Wesli présente «Rapadou»: les trésors des lakous

L’album «Rapadou» de Wesli est à moitié constitué de chansons folkloriques recueillies auprès des lakous, les archives officieuses de la nation haïtienne.
Photo: Josué Bertolino L’album «Rapadou» de Wesli est à moitié constitué de chansons folkloriques recueillies auprès des lakous, les archives officieuses de la nation haïtienne.
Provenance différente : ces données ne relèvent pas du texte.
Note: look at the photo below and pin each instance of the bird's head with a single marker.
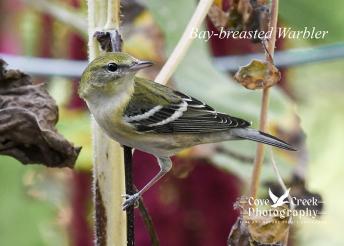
(108, 73)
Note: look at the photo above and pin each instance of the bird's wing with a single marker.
(157, 108)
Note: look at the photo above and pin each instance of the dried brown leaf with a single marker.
(258, 230)
(257, 75)
(27, 123)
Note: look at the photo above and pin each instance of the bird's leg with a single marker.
(165, 164)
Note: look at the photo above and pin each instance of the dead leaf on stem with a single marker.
(257, 75)
(251, 229)
(28, 116)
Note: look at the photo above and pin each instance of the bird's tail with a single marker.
(262, 137)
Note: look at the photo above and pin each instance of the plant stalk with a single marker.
(269, 54)
(108, 170)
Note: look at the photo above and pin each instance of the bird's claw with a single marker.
(131, 200)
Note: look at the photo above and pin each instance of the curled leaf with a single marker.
(251, 229)
(257, 75)
(27, 123)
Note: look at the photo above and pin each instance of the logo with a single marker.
(279, 201)
(284, 206)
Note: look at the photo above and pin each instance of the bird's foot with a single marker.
(131, 200)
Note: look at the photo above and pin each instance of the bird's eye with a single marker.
(112, 67)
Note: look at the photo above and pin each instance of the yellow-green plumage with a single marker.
(154, 118)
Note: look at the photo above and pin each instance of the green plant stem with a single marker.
(264, 104)
(108, 169)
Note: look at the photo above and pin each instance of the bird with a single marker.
(154, 118)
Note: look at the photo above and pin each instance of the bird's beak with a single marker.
(141, 64)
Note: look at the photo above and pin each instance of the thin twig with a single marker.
(184, 42)
(147, 219)
(129, 189)
(265, 103)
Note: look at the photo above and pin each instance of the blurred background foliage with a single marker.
(38, 205)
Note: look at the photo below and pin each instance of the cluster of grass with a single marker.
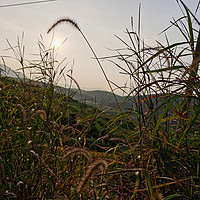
(53, 147)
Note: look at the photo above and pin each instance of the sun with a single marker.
(56, 43)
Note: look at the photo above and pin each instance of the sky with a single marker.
(99, 20)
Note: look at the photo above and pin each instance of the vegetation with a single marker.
(53, 147)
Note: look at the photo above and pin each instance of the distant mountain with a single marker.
(97, 97)
(8, 72)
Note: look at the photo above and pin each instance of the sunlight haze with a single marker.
(100, 21)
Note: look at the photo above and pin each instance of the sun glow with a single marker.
(56, 43)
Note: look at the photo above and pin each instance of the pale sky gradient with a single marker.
(100, 20)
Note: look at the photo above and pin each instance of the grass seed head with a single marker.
(64, 20)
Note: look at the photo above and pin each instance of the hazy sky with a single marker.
(100, 20)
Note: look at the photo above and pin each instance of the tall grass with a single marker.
(155, 144)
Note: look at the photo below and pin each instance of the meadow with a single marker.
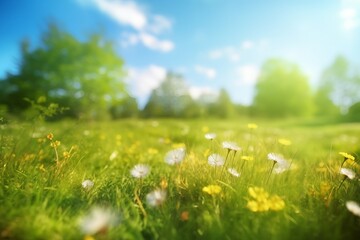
(179, 179)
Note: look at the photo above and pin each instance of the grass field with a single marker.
(284, 183)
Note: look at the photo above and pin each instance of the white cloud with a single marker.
(196, 92)
(123, 12)
(247, 74)
(143, 81)
(206, 71)
(349, 18)
(146, 26)
(230, 53)
(247, 44)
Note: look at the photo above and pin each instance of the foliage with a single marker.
(341, 83)
(66, 180)
(85, 76)
(282, 91)
(171, 99)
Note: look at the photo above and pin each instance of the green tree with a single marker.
(86, 76)
(341, 84)
(282, 90)
(171, 99)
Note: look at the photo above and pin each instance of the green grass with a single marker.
(41, 197)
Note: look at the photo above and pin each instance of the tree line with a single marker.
(87, 77)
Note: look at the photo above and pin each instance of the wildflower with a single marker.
(284, 141)
(55, 144)
(216, 160)
(256, 206)
(87, 184)
(276, 203)
(98, 220)
(156, 197)
(210, 136)
(347, 156)
(233, 172)
(257, 193)
(50, 136)
(247, 158)
(252, 126)
(353, 207)
(66, 154)
(175, 156)
(113, 155)
(276, 157)
(231, 146)
(348, 173)
(212, 190)
(140, 171)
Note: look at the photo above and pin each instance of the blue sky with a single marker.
(213, 43)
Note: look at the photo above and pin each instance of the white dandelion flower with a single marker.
(234, 172)
(348, 173)
(156, 197)
(87, 184)
(175, 156)
(276, 157)
(353, 207)
(216, 160)
(140, 171)
(210, 136)
(98, 220)
(231, 146)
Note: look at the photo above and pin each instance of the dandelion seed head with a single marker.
(231, 146)
(140, 171)
(353, 207)
(175, 156)
(233, 172)
(348, 173)
(156, 198)
(216, 160)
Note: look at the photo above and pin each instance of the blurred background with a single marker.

Wesli, auteur, compositeur, guitariste et interprète montréalais, désormais archiviste du patrimoine musical d’Haïti. Rapadou, son cinquième album, est à moitié constitué de chansons folkloriques recueillies auprès des lakous, les archives officieuses de la nation haïtienne, aussi nombreuses sur l’île qu’il y a de clans, de familles, de générations pour transmettre ce trésor culturel. « Si on n’approche pas la musique de racines avec respect, ça devient une autre forme de musique. Je chante ces chansons avec beaucoup d’humilité, car je crois que les Haïtiens méritent que l’on respecte ce patrimoine musical », affirme Wesli.
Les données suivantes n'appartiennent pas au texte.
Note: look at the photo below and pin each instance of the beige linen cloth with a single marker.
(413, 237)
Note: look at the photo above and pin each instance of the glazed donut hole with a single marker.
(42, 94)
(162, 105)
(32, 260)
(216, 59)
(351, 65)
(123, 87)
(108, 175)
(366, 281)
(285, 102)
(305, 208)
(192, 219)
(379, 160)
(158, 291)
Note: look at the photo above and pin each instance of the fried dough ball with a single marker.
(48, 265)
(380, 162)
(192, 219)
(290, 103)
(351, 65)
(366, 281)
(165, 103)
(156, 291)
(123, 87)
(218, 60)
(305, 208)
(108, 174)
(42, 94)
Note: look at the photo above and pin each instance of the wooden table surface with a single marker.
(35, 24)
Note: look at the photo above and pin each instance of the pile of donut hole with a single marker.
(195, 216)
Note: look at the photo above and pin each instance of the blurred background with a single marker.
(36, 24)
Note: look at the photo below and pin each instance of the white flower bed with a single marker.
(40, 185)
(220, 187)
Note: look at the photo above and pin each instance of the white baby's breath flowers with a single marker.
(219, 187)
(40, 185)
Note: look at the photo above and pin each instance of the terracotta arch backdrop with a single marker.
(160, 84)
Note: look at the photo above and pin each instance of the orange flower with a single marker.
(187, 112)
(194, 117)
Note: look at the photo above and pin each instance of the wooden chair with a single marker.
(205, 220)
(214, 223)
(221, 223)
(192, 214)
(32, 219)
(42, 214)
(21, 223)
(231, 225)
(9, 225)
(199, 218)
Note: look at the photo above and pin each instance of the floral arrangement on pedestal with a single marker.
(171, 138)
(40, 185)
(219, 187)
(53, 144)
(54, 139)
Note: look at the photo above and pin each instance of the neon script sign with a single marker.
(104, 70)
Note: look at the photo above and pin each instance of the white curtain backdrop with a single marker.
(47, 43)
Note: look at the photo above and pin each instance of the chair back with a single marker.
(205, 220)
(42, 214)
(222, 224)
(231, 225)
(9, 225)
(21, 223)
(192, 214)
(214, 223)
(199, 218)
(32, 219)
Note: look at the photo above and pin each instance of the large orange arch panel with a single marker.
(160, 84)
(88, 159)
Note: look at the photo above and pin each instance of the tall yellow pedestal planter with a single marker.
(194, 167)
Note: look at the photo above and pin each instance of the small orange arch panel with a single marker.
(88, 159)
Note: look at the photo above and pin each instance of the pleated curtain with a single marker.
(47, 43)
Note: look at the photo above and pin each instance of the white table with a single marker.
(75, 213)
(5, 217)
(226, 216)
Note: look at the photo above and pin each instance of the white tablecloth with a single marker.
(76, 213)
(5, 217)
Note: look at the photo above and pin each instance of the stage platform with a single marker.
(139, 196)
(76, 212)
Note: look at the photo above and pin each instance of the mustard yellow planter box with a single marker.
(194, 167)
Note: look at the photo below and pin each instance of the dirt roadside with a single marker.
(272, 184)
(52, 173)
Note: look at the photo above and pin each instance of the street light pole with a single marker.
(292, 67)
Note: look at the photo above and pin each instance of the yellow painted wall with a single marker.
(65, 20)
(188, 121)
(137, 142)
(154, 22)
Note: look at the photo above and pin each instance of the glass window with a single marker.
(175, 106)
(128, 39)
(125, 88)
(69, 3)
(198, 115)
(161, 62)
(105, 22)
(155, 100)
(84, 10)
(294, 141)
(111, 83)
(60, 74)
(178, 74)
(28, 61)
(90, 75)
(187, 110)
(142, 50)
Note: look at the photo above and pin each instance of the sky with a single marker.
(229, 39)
Né à Port-au-Prince, Wesley Louissaint conserve évidemment de puissants liens avec l’île ; il y est retourné souvent depuis la sortie de son précédent album, il y a trois ans, pour dénicher ces chansons rescapées de l’oubli par les gardiens des lakous, qui conservent l’histoire de leur famille depuis l’exil forcé du continent africain. « J’ai fait beaucoup de recherche dans ces archives, il y en a partout ! s’emballe encore le Montréalais. Partout, on a conservé l’histoire de ces chansons. »

Les noms des auteurs et compositeurs originaux se sont perdus dans les fissures du temps passé, mais les refrains, les rythmes et les mots sont encore vivants, abonde Wesli. « J’ai beaucoup de respect pour ces gens qui ont donné leur temps, jour et nuit, pour conserver ces chansons et ces rythmes… »

Et ça s’entend. Beau, lumineux Rapadou, une généreuse offrande de vingt et une chansons, presque la moitié d’entre elles retrouvées dans les lakous, le mot désignant autant la communauté, la famille qu’un lieu physique, le petit village du clan (« lakou », du mot français « la cour »). Toutes des chansons de troubadours, précise Wesli : « C’est précisément ce patrimoine que je voulais préserver. Avec le temps et les progrès technologiques, les orgues et les synthétiseurs, on a perdu de ces éléments distinctifs de la musique populaire d’Haïti », comme le violon, les orchestrations de cuivres des grands orchestres populaires, le vrai son de l’accordéon, aujourd’hui remplacé dans le kompa par un son de synthé.

Musique populaire

 

C’est le son de la musique populaire créole d’avant l’invention du kompa, au milieu des années 1950, par le légendaire Nemours Jean-Baptiste. « Lui-même était issu de cette ère des grands orchestres » qui l’ont inspiré sur Rapadou. Il est là, l’accordéon, joué de manière resplendissante par le musicien d’origine moldave Sergiu Popa sur Pran Pasyans, une composition du fameux Orchestre Tropicana d’Haïti. Wesli a aussi troqué sa guitare pour le banjo, l’instrument du troubadour « qui est arrivé en Haïti lorsque les cueilleurs de canne à sucre sont revenus de Cuba et de République dominicaine », emportant avec eux le souvenir musical de ce séjour, lui aussi forcé.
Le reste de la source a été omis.